フロリダからアパラチア山脈に向かって北上していたハリケーン・ヘレンは、大量の雨を伴い、川の水位は上昇していた。堤防は大丈夫に見えたが、ラニオン氏は牛や機材を高台に移すことにした。しかし、川の水位はさらに上昇。午前11時頃、茶色い濁流が堤防を越えた。ラニオン氏と婚約者、息子の義理の両親、近隣住民は農機具の救出に奔走したが、川の水は急速に広がり、作業現場の裏手の低地に流れ込んで孤立状態に陥った。
午後には川幅が約360メートルにまで拡大し、通常の10倍近くに膨れ上がった。ラニオン氏は「まるで湖のようだった」と振り返る。激流によって木々が折れ、近隣の納屋や屋根、干し草の俵、家庭ゴミが渦巻きながら流れ去った。洪水はラニオン氏の干し草用機材を飲み込み、新しいキャンプ場事務所として使う予定だった小さな白い家を畑の向こうへと押し流した。
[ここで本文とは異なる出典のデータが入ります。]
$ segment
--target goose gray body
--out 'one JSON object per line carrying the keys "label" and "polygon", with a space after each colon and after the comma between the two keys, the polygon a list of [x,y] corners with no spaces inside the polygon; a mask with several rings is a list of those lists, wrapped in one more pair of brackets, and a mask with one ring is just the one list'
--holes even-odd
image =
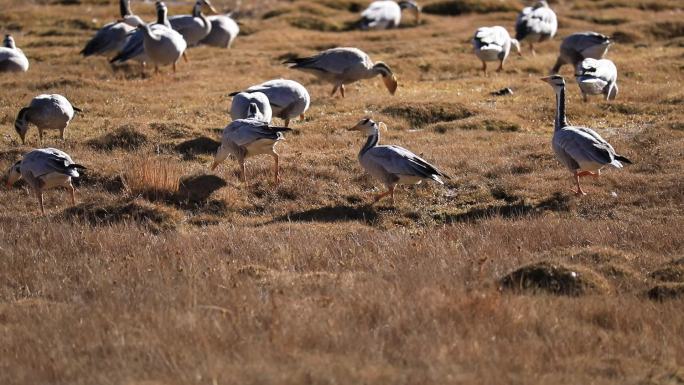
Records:
{"label": "goose gray body", "polygon": [[584,195],[580,187],[581,176],[599,176],[607,165],[622,168],[622,163],[632,163],[615,152],[613,146],[591,128],[571,126],[565,116],[565,80],[558,75],[542,79],[551,84],[556,92],[556,118],[552,139],[553,151],[558,160],[570,170],[577,184],[578,195]]}
{"label": "goose gray body", "polygon": [[515,21],[515,38],[527,41],[534,54],[534,43],[553,38],[558,31],[558,18],[546,1],[539,1],[532,7],[523,8]]}
{"label": "goose gray body", "polygon": [[[171,28],[171,23],[167,17],[168,9],[166,4],[161,1],[156,3],[157,22],[150,25],[151,29],[156,29],[157,26],[165,26]],[[120,52],[110,60],[111,63],[124,63],[128,60],[135,60],[140,63],[147,63],[150,60],[149,55],[145,52],[145,31],[141,23],[138,28],[130,31],[126,37],[126,42]]]}
{"label": "goose gray body", "polygon": [[608,59],[582,60],[577,65],[576,80],[584,101],[587,101],[587,95],[599,94],[605,95],[606,100],[615,99],[618,93],[617,75],[617,67]]}
{"label": "goose gray body", "polygon": [[273,110],[268,101],[268,97],[263,92],[240,92],[233,96],[233,101],[230,105],[230,117],[233,120],[246,119],[249,117],[250,106],[254,104],[261,113],[261,120],[265,123],[271,123],[273,117]]}
{"label": "goose gray body", "polygon": [[[244,91],[246,93],[261,92],[268,98],[273,116],[285,120],[285,126],[289,126],[290,120],[299,116],[304,118],[304,113],[309,109],[311,97],[306,88],[294,80],[274,79],[251,86]],[[239,92],[230,95],[235,96]]]}
{"label": "goose gray body", "polygon": [[40,148],[27,153],[19,162],[10,167],[7,187],[23,178],[35,192],[40,210],[45,214],[44,190],[66,187],[71,190],[72,204],[75,203],[71,178],[79,177],[79,169],[85,169],[85,167],[75,163],[64,151],[55,148]]}
{"label": "goose gray body", "polygon": [[263,121],[256,104],[252,103],[246,119],[232,121],[223,129],[221,146],[216,152],[211,169],[214,170],[229,155],[240,163],[242,178],[247,183],[245,159],[256,155],[270,155],[275,161],[275,183],[279,182],[278,153],[275,145],[284,140],[283,132],[292,131],[287,127],[270,126]]}
{"label": "goose gray body", "polygon": [[565,64],[576,68],[586,58],[602,59],[608,52],[613,42],[610,37],[596,32],[579,32],[563,39],[560,45],[560,53],[556,64],[551,69],[552,74],[557,74]]}
{"label": "goose gray body", "polygon": [[179,15],[169,18],[171,28],[183,36],[188,47],[196,46],[202,39],[209,36],[211,32],[212,23],[202,13],[204,5],[211,7],[211,3],[207,0],[197,0],[192,8],[191,15]]}
{"label": "goose gray body", "polygon": [[290,68],[314,74],[316,77],[334,85],[332,95],[340,89],[344,97],[344,85],[375,76],[382,76],[390,94],[397,89],[397,79],[390,67],[383,63],[373,63],[365,52],[358,48],[340,47],[322,51],[314,56],[295,58],[285,61]]}
{"label": "goose gray body", "polygon": [[129,0],[119,1],[121,19],[109,23],[95,33],[92,39],[81,50],[84,57],[93,55],[110,55],[120,52],[126,45],[128,34],[143,21],[131,12]]}
{"label": "goose gray body", "polygon": [[208,16],[207,19],[211,22],[211,32],[200,41],[200,44],[230,48],[240,33],[240,26],[230,15],[213,15]]}
{"label": "goose gray body", "polygon": [[413,152],[399,146],[378,145],[380,125],[371,119],[363,119],[353,131],[361,131],[367,135],[366,144],[359,151],[359,163],[375,179],[387,187],[387,192],[375,197],[375,201],[391,195],[394,201],[394,189],[398,184],[418,184],[424,180],[432,180],[444,184],[443,178],[449,176],[439,171]]}
{"label": "goose gray body", "polygon": [[11,35],[5,35],[0,47],[0,72],[26,72],[28,69],[29,61],[24,51],[17,48]]}
{"label": "goose gray body", "polygon": [[43,94],[38,95],[28,107],[22,108],[14,121],[14,128],[19,134],[22,143],[26,140],[26,132],[29,123],[33,123],[38,128],[40,140],[43,140],[43,130],[59,130],[60,137],[64,139],[64,130],[74,118],[75,108],[62,95]]}
{"label": "goose gray body", "polygon": [[416,24],[420,21],[420,7],[415,1],[379,0],[370,3],[361,13],[359,28],[366,29],[389,29],[396,28],[401,23],[401,11],[409,9],[416,18]]}
{"label": "goose gray body", "polygon": [[473,36],[473,48],[475,55],[482,61],[482,70],[487,73],[488,61],[498,61],[499,69],[503,69],[504,62],[514,46],[520,53],[520,45],[515,39],[511,39],[508,31],[504,27],[482,27],[475,31]]}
午後8時頃、ノリッチュッキー川の水位はピークを迎え、徐々に引き始めた。ラニオン氏は、畑の3分の1が瓦礫、死んだ魚、上流の野菜農家から流れてきたトマトで覆われているのを発見した。洪水は干し草用の牧草地にフットボール競技場2面分の大きさの穴を2か所、深さ3.6メートルにまで掘り込み、他のエリアでは最大2.4メートルの砂やシルトが堆積していた。
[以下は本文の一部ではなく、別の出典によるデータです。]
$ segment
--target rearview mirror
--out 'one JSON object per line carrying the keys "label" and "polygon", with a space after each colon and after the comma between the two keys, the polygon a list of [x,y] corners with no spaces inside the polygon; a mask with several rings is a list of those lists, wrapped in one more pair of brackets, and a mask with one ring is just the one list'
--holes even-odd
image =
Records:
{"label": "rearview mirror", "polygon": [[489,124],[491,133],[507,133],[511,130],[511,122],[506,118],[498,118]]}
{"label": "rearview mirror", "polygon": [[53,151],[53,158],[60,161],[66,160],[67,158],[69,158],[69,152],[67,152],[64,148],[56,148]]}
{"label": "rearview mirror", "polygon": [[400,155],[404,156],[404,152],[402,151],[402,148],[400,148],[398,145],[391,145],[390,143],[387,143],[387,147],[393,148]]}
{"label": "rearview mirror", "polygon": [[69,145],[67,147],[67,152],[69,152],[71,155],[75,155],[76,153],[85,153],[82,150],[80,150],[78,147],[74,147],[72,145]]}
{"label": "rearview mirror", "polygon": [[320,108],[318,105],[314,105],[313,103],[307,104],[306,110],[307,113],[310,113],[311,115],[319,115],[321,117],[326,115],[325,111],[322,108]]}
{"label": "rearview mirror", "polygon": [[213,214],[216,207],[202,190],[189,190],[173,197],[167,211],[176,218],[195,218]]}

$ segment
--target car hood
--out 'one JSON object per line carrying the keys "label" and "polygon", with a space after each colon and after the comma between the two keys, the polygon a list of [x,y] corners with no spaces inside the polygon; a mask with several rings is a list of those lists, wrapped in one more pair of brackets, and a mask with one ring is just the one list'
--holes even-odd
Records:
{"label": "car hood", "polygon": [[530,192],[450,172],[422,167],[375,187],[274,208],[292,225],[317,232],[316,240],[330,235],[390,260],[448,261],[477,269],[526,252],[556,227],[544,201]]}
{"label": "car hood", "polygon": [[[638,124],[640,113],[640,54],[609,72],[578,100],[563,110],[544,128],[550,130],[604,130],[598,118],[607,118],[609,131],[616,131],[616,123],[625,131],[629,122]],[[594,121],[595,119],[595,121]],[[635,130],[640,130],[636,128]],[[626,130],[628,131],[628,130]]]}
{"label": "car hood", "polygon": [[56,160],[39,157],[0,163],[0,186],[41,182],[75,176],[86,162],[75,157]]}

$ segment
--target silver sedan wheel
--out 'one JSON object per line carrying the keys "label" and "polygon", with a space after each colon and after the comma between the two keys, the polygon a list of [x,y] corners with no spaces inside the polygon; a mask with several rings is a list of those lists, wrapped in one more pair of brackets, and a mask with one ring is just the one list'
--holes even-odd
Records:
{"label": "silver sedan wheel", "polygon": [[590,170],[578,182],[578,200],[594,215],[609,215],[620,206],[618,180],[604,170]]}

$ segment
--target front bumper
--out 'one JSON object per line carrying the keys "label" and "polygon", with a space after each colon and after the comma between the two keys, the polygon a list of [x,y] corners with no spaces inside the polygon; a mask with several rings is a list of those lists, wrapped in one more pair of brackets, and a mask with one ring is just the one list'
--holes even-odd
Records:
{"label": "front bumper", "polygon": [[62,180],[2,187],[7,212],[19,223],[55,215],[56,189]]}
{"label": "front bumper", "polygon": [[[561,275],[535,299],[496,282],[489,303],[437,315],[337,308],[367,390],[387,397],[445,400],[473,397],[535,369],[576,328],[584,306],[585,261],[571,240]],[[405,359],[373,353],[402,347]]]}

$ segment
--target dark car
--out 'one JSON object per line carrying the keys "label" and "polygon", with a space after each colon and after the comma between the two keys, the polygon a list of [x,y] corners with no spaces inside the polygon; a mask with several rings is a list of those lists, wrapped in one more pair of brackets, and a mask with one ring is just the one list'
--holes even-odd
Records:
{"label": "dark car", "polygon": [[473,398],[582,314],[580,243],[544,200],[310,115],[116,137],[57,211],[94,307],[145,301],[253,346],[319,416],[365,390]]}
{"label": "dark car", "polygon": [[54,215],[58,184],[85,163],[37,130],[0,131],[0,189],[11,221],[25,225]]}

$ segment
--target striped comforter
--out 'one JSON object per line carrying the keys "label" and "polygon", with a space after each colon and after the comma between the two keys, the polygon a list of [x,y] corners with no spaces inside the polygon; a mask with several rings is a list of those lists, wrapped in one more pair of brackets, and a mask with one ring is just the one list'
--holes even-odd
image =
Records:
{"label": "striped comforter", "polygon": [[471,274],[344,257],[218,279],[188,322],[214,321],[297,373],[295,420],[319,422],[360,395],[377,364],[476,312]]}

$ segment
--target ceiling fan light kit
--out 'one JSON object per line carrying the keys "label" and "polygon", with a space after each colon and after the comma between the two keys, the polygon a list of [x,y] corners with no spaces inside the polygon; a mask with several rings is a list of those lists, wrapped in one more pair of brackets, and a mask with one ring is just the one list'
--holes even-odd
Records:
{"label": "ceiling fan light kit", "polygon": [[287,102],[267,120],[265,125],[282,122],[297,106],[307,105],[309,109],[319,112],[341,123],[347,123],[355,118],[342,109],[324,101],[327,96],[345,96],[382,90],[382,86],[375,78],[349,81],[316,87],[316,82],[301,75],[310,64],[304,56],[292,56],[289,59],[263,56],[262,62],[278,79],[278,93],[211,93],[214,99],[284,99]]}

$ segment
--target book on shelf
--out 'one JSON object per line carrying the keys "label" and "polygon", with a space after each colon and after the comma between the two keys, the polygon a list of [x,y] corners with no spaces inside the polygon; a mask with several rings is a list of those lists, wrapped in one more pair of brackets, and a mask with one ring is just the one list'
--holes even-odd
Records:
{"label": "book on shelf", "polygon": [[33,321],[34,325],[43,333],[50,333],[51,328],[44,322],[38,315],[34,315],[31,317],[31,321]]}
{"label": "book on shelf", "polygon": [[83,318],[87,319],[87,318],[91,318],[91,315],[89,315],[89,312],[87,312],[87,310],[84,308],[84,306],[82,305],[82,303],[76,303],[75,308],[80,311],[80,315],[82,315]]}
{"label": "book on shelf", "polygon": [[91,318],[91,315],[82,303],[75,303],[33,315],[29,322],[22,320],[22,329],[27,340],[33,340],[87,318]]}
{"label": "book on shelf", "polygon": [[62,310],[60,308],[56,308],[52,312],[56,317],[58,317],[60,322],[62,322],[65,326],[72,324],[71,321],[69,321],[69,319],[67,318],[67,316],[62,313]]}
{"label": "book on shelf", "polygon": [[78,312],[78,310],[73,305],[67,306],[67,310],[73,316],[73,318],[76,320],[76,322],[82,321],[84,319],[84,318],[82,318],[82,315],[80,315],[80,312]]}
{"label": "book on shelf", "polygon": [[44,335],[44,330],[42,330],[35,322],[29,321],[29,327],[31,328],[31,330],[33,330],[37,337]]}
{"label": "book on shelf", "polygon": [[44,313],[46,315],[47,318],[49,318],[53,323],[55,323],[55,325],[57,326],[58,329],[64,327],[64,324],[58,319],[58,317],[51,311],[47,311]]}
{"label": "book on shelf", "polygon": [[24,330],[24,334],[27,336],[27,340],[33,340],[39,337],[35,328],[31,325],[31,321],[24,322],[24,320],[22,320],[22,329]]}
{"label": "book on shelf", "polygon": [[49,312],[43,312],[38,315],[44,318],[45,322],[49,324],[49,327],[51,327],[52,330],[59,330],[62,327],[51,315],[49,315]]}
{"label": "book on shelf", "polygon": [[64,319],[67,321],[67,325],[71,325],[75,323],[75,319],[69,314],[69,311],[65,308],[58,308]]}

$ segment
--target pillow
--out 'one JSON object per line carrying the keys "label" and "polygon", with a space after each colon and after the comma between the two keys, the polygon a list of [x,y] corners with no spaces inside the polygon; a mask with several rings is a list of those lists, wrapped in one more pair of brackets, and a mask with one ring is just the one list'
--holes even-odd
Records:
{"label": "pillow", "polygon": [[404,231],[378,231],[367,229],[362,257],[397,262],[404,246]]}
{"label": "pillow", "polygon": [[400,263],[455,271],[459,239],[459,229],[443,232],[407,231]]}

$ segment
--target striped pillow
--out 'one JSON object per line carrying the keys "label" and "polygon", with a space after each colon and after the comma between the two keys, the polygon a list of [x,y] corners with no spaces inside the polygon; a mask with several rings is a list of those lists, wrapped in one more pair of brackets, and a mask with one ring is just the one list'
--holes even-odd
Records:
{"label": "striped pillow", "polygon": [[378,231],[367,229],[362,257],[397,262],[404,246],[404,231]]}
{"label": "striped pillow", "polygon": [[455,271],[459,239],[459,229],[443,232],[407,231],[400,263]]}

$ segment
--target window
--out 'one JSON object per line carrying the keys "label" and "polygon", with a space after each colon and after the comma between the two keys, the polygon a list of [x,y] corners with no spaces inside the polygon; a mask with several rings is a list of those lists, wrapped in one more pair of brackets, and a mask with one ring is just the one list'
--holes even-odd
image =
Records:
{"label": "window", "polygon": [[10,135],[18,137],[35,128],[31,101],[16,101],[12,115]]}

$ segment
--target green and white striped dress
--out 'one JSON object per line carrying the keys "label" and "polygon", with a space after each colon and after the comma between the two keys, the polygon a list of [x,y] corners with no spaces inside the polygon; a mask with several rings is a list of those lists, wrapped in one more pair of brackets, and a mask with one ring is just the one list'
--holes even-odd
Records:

ハリケーン・ヘレンによる洪水は、ラニオン氏の農地に壊滅的な被害をもたらした。一部の土地は侵食され、他のエリアでは農地が砂で埋め尽くされた。
被害は広範囲に及ぶ
ハリケーン・ヘレンは、ノースカロライナ、サウスカロライナ、テネシー、ジョージア、ケンタッキー、バージニアの6州に最大760ミリの雨を降らせ、歴史的な洪水と地滑りを引き起こした。これらの州は農業が経済と文化の基盤となる地域だが、山岳地帯であるため農地は小規模で、平坦で肥沃な氾濫原を利用する農家も多い。しかし、今回のような規模の洪水は数世代に一度の災害となった。
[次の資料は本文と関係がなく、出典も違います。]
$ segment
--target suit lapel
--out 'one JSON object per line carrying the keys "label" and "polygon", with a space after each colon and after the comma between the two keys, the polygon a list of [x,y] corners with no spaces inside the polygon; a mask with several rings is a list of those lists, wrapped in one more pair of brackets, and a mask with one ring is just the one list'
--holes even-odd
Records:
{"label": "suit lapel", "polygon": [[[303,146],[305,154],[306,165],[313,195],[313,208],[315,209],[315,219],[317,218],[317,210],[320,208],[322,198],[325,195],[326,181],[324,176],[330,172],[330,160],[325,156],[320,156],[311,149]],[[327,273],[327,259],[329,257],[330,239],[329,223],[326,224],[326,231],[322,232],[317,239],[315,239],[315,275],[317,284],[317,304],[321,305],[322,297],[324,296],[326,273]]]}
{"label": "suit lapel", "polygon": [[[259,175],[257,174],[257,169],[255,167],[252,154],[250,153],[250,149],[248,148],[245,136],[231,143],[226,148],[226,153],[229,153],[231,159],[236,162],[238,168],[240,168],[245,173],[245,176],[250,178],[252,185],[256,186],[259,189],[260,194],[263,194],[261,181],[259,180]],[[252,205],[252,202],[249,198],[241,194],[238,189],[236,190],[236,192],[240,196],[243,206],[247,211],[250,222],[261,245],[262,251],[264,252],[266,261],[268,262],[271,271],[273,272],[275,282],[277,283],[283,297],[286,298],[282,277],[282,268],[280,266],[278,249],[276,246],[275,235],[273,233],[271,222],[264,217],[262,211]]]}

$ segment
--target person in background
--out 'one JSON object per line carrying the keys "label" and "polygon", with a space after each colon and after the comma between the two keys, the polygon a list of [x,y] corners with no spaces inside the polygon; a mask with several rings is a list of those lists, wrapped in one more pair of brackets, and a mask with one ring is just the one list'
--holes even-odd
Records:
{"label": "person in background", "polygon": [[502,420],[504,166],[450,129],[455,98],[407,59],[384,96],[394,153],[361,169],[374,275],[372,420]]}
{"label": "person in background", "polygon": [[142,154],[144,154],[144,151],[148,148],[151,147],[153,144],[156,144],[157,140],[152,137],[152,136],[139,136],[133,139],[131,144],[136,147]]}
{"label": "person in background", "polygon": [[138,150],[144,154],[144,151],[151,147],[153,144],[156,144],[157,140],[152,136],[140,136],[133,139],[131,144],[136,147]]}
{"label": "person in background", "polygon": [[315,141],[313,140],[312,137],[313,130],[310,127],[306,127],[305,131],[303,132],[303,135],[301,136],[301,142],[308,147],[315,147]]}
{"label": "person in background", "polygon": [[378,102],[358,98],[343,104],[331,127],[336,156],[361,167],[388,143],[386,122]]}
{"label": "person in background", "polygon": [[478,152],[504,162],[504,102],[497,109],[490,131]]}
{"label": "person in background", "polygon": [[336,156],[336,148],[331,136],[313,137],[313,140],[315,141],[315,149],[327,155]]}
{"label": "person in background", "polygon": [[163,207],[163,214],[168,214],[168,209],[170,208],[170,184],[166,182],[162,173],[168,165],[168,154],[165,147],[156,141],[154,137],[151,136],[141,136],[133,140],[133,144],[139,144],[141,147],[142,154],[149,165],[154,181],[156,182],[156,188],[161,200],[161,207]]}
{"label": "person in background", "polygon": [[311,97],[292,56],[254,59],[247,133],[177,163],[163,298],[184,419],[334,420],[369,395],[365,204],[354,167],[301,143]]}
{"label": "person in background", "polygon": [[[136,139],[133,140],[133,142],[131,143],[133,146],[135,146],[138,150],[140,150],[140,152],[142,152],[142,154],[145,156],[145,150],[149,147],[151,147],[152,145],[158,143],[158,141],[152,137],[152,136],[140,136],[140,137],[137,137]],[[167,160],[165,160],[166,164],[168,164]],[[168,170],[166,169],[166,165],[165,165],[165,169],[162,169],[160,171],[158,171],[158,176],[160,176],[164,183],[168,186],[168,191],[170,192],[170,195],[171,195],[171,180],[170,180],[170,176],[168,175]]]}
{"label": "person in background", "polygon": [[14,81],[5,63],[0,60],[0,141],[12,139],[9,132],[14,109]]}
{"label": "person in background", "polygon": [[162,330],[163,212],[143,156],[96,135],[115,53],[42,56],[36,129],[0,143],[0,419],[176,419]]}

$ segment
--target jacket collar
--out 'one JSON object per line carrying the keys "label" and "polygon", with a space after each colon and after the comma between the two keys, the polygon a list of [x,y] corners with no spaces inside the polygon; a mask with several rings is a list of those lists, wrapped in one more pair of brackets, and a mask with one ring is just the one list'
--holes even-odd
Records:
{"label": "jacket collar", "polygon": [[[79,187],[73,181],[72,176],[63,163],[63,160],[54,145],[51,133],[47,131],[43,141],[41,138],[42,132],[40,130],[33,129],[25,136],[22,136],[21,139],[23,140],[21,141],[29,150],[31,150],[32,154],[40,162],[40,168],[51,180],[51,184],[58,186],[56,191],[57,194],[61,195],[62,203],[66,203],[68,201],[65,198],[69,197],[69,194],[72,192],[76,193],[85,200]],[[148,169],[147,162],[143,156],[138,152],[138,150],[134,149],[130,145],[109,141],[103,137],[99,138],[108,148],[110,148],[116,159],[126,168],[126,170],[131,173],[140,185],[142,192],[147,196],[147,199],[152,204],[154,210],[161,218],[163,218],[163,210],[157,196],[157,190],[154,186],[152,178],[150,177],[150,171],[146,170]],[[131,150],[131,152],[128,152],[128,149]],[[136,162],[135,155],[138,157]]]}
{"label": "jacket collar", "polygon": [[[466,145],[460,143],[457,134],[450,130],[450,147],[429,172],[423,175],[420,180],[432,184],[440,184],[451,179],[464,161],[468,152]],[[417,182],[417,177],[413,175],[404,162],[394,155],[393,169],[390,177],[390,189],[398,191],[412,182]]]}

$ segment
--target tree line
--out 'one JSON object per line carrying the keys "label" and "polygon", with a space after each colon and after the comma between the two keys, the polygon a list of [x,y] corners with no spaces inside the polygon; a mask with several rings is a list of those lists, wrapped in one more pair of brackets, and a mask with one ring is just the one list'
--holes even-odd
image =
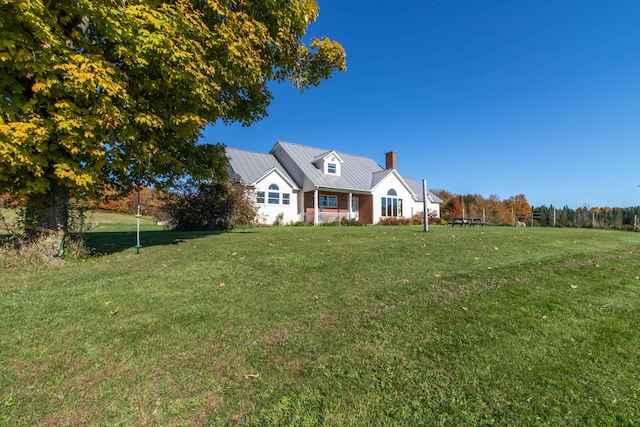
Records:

ノースカロライナ州 alone では、農業セクターに49億ドルの被害が見積もられ、テネシー州では13億ドルに上る。多くの農家が作物、機材、納屋、家畜、フェンスを失った。そして洪水から1年以上経過した今、農家たちはさらに深刻な問題に直面している。それは、失われた土壌の再生だ。
土壌の再生は困難な道のり
ラニオン氏はすぐに自らの生計が脅かされていることに気づいた。「4フィート(約1.2メートル)の砂が表土の上に堆積していた。これは農業ができなくなることを意味する」と語った。土壌は農家にとって最も貴重な資源であり、再生には長い時間と多大な労力が必要だ。
農業専門家によると、表土の流出は農地の生産性を著しく低下させ、回復には数年から数十年を要する可能性があるという。特に、砂の堆積は土壌の保水性や栄養分を奪い、作物の成長を阻害する要因となる。
「土壌がなければ農業は成り立たない。私たちは今、土壌を取り戻すための闘いを続けている」とラニオン氏は語った。